I attend the twenty-fifth SSSQ reunion at the Forest Hills Jewish Center. The scene has changed only slightly. There are a lot of bald machers and their gleaming wives, entire tables speaking in Hebrew, teachers shushing us, a “Chinese auction” of vaguely Chagallesque paintings, a hired comedian making jokes about Hispanics and Iranians. “We taught you Chumash,”* a new but familiar-sounding female authority figure is screaming at us, “but we didn’t teach you manners. Stop talking! I have a hostile audience here!”
And as I glance around at my former classmates, a thought occurs to me. This is a community. These people know one another, understand one another, came of age with one another. They were tied by kin and outlook, as were their parents. As were their parents before them. Moms making rugelach in advanced baking ovens, dads talking mileage on their new Lincolns, the drowsy, hypnotic hum of cantors and rabbis on Saturday mornings. What happened here, this was nobody’s fault. We Soviet Jews were simply invited to the wrong party. And then we were too frightened to leave. Because we didn’t know who we were. In this book, I’m trying to say who we were.
“Dear Gnu, You are a funny republican who will be a democrat in a few years. Fuck Reagan! Bring on Jesse [Jackson]! Enjoy the Chinese whiz kids.† Love … Rachel W.”—from a classmate in the SSSQ autograph book, 1987
“Dear Gary, Just one question: Do you ever cry?”—another classmate
“P.S. For every fortune made — a crime has been committed.”—Mr. Korn.
“Genug [“enough,” Yiddish], Gnu. Begin anew.”—a concerned art teacher
In our computer games, there’s a series of commands the player types on the status line when he finds himself in an entirely new environment.
>Look. Hear. Taste. Smell. Feel.
All my books are packed for our move to the new house with the backyard.

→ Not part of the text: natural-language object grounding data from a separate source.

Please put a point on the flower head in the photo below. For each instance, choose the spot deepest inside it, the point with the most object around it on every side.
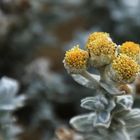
(97, 35)
(101, 50)
(131, 49)
(75, 60)
(124, 69)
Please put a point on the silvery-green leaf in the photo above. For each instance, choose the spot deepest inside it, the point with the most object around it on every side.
(119, 134)
(84, 81)
(132, 119)
(125, 101)
(111, 89)
(92, 103)
(102, 119)
(83, 123)
(8, 88)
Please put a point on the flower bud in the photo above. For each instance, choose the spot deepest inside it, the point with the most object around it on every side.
(75, 60)
(131, 49)
(124, 69)
(101, 50)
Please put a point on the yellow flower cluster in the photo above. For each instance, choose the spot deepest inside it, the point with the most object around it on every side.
(97, 35)
(125, 68)
(76, 60)
(101, 49)
(101, 52)
(131, 49)
(102, 46)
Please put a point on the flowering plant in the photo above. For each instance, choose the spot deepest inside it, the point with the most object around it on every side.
(111, 116)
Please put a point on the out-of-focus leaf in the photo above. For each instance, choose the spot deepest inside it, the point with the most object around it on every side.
(83, 123)
(86, 82)
(132, 119)
(102, 119)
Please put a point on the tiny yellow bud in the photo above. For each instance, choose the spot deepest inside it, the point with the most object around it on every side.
(124, 68)
(75, 60)
(131, 49)
(101, 49)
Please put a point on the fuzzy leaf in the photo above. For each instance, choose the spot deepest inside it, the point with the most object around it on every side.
(102, 119)
(132, 119)
(111, 89)
(83, 123)
(119, 134)
(125, 102)
(86, 82)
(92, 103)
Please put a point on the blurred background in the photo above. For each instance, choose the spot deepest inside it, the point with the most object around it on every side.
(34, 35)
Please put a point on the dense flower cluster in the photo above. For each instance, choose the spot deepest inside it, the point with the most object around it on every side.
(76, 60)
(102, 51)
(131, 49)
(125, 68)
(111, 113)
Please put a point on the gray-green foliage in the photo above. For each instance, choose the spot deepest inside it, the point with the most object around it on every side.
(111, 115)
(8, 103)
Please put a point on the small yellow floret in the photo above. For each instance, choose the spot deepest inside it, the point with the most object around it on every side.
(97, 35)
(125, 67)
(131, 49)
(76, 59)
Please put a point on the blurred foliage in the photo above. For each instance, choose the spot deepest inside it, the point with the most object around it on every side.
(34, 33)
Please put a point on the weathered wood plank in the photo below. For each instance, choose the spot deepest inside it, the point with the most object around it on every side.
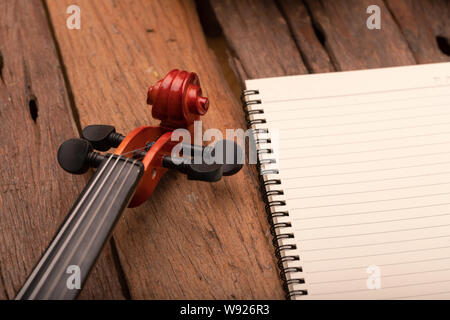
(421, 23)
(259, 37)
(191, 239)
(314, 55)
(36, 117)
(350, 44)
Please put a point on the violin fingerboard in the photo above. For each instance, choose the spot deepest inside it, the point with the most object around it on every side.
(64, 267)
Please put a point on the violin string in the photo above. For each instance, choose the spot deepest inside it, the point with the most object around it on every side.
(90, 218)
(61, 232)
(53, 244)
(60, 250)
(105, 216)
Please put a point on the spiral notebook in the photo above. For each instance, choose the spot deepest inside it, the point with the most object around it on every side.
(356, 171)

The wood-paneled closet is empty. I open it with the same trepidation as always, but the Lightman is sitting in the corner, shaking, little pinpricks of light falling off his body. Now that my asthma is gone, I can breathe in fully as I watch him disappear. But this is no catharsis for me, I’m afraid. No metamorphosis. Even as my tormentor drowns in the darkness around him, my fists are clenched. “You motherfucker,” I say in my now-perfect English. You motherfucker.